Harperman is Gone Gone Gone!

Überraschung: Bibis Best Buddy Stephen Harper und seine sich konservativ nennenden radikalzionistischen Kumpane haben gerade die Wahl in Kanada mit Pauken und Trompeten verloren.

Das Parteibuch sendet hiermit herzliche Glückwunsche an Tony Turner & Friends, die zu dieser krachenden Niederlage der zionistisch-wahhabitischen Terrorachse wesentlich beigetragen haben.

Neuer kanadischer Regierungschef wird Justin Trudeau, der, wie Press TV berichtet, im Wahlkampf, sich vom Harperschen Militarismus abgrenzend, unter anderem versprochen hat, mit der kanadischen Bombardierung von ISIS aufzuhören, was dazu beitragen dürfte, Syrien, Iran und Russland bei der Beseitigung des zionistisch-wahhabitischen Terrors in Syrien freie Hand zu geben.

6 Gedanken zu “Harperman is Gone Gone Gone!

  1. Ob es Kanada jetzt mit der anderen Familiendynastie besser gehen wird, das wird man sehen.

    MfG

    1. Wenn es ins Muster passt, dann ist es auch denkbar. Denkbar ist auch, dass ISrael-Schläfer – egal welcher Nation – bereits in der BRDDR 2.0 angekommen sind, denn auch orangene Muster bedürfen einer gewissenhaften Vorbereitung im Unterhaltungszweig des Gesellschaftsspiels „Ordo ab Chao“.

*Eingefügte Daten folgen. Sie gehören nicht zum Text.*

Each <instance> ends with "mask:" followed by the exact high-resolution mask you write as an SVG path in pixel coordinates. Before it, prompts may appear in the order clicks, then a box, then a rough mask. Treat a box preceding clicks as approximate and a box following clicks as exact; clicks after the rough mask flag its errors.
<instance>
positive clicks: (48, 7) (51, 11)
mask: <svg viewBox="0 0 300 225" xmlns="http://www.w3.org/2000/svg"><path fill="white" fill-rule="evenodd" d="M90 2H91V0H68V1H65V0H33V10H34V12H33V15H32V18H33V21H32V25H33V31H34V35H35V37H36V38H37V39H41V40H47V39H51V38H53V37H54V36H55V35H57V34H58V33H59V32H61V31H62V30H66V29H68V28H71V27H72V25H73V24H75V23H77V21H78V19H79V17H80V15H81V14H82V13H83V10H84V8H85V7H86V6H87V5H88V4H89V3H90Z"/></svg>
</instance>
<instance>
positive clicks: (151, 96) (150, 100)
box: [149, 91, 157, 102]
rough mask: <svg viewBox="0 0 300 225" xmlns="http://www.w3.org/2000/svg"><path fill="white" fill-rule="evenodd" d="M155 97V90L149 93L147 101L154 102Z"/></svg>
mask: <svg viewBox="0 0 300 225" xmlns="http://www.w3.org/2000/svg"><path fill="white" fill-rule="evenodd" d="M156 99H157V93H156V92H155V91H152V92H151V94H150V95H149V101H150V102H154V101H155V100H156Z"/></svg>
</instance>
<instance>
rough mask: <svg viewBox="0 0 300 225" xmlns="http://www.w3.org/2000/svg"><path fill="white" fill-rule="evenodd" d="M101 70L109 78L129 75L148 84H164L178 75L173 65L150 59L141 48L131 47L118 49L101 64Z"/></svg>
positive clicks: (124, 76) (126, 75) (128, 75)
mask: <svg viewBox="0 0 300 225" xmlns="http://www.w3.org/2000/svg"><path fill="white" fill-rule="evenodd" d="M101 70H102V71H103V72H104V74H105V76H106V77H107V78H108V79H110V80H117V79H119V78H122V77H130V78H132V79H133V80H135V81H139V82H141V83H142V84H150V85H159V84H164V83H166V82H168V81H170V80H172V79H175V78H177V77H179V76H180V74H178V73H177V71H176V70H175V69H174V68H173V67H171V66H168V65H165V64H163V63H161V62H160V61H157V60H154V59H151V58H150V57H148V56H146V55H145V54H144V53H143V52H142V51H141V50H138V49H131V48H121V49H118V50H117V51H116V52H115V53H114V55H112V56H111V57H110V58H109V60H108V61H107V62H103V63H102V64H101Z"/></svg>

      Im Verheimlichen eigener Ansichten / Religion kann man auf Jahrhunderte alte Erfahrungen zurückgreifen. Dazu gesellt sich eine weltumspannende Erfahrung im Umgang mit naiven Völkern / Nationen, deren Bereitschaft sich sinnlos gegenseitig die Köpfe einzuschlagen nur durch einen Funken ausgelöst werden muss. Das Links-Rechts-Schema – den Sozialismus in seinem Lauf hält weder Ochs noch Esel auf – resp. das Freund-Feind-Schema beginnt sich gerade in unseren Breitengraden zu beschleunigen, je länger desto hysterischer, emotionaler und umso weniger rational.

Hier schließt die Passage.